Le SEIU (Service Employees International Union), qui a formé un front commun  avec le syndicat des travailleurs de l’automobile (UAW) pour s’opposer aux décisions anti-sociales de Trump, a prévu trois modes d'action essentiels. Premièrement, défendre les personnes immigrées, notamment en les informant de leur droit face à l'agence de contrôle de l'immigration américaine (United States Immigration and Customs Enforcement, ICE), gonflée à bloc. Car des vagues massives d'arrestation et de déportation de personnes en situation irrégulière, accusées par le président d’être des « criminels » qui « sucent le sang des Etats-Unis », ont été lancées parfois en dépit de la loi.
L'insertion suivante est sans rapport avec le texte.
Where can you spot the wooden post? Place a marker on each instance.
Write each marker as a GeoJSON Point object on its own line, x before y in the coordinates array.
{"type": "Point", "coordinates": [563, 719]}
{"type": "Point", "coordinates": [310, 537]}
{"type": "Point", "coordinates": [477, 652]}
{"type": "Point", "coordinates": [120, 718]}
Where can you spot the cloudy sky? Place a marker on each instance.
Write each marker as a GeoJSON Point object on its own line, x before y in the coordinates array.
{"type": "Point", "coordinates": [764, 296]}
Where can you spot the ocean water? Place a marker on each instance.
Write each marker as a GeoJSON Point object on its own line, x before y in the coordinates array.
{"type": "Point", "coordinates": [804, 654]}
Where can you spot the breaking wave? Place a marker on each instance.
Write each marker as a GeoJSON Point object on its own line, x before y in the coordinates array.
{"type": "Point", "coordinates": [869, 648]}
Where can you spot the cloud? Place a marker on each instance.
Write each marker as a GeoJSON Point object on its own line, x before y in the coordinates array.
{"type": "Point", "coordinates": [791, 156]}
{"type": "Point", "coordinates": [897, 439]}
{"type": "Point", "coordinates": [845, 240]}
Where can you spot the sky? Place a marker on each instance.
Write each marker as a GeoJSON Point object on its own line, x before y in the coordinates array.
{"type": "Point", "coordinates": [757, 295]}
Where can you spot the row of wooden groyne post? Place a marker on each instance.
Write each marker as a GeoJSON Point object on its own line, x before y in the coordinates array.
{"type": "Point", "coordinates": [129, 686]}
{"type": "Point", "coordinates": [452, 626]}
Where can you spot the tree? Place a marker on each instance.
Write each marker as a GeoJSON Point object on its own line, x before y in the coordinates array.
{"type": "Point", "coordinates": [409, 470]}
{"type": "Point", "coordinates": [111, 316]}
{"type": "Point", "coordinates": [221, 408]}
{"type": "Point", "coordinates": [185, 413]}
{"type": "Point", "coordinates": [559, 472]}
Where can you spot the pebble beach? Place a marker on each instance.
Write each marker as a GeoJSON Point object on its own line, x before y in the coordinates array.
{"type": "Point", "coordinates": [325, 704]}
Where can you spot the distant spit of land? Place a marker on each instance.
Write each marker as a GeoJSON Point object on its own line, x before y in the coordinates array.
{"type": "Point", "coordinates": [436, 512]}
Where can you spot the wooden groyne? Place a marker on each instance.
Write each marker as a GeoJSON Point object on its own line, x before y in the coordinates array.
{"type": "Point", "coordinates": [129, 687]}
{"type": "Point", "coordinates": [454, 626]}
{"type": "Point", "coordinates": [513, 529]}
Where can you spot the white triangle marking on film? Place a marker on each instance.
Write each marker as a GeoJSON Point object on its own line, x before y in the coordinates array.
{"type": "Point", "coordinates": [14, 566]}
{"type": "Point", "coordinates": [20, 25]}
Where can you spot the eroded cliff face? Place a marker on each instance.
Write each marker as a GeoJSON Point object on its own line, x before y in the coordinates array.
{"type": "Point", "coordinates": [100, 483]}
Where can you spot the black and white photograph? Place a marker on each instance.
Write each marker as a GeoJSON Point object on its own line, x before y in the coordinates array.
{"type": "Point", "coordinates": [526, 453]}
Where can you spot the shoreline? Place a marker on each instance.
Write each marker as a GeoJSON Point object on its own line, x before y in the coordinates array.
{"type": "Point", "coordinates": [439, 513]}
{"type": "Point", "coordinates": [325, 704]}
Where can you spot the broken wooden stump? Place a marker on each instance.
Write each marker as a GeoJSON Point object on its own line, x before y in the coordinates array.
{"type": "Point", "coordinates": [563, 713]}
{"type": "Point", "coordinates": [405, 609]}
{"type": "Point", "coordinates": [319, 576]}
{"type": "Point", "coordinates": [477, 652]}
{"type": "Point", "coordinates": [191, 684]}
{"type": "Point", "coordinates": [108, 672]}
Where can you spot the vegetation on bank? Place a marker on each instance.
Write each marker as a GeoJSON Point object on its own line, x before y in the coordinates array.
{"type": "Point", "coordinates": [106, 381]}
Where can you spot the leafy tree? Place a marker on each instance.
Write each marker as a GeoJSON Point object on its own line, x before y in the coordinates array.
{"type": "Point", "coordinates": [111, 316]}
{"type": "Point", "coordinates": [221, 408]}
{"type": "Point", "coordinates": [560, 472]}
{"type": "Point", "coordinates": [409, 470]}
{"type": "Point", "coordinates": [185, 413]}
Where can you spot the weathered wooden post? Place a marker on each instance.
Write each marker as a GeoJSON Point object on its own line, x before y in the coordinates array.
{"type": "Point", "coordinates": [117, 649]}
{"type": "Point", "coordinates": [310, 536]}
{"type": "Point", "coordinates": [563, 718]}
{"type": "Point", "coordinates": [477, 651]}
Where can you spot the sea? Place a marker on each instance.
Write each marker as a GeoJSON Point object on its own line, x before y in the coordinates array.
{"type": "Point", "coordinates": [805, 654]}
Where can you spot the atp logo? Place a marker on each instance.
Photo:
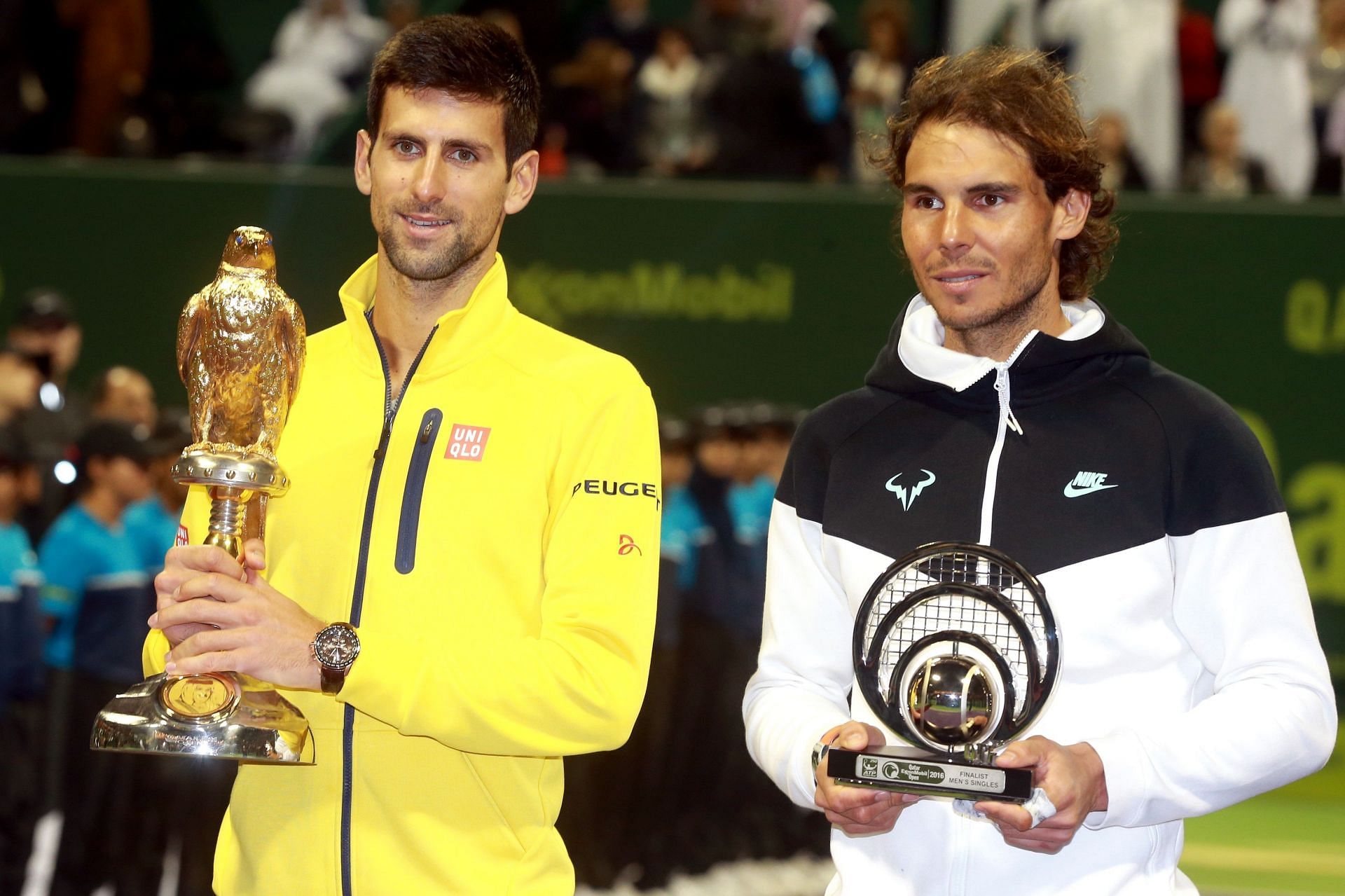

Si ce dernier avait fait savoir qu'il prévoyait d'enfermer 30.000 étrangers sur la prison militaire de Guantanamo, cette opération a finalement tourné au fiasco : l’installation du campement a été jugé illégal, car impropre à la détention.

Deuxièmement, il s'agit pour l'organisation syndicale de protéger l'assurance maladie Medicaid, dans le viseur des Républicains qui tentent de couper 880 milliards de dollars d'aide au cours des dix prochaines années. Le SEIU s'engage à se battre dans les rues, au Congrès et au tribunal pour préserver ce programme dont dépendent 70 millions d'Américains.

Troisièmement, il va leur falloir résister aux attaques contre les syndicats qui se multiplient depuis la réélection de Trump. Le président a déjà renvoyé un haut fonctionnaire de l'agence protégeant les droits des syndicats (National Labor Relations Board, NLRB), et a placé des idéologistes de droites dans des postes importants au département responsable du travail.

Pour Nicholas Allen, il reste des motifs d'espérer car rappelle-t-il, Trump semble oublier que ses citoyens sont attachés à leur démocratie : « Les actions de Trump auront de réelles conséquences qui toucheront les gens – à un moment, cette souffrance se transformera en mobilisation. » Certaines décisions prises par décrets présidentiels ont déjà été invalidées par les juges fédéraux et d'autres pourraient suivre, notamment si elles sont inconstitutionnelles. Le 13 mars, des juges de Californie et du Maryland ont ordonné sur demande des syndicats de réintégrer des milliers de fonctionnaires limogés dans 19 agences pendant leur période d'essai.

Les juges, qui sont régulièrement vilipendés par le nouveau locataire de la Maison blanche, ont qualifiés « d'activistes partisans qui tentent d'usurper la volonté du président » par sa porte-parole. Un bras de fer entre le pouvoir judiciaire et un pouvoir exécutif en pleine dérive illibérale qui aura valeur de test pour la démocratie américaine.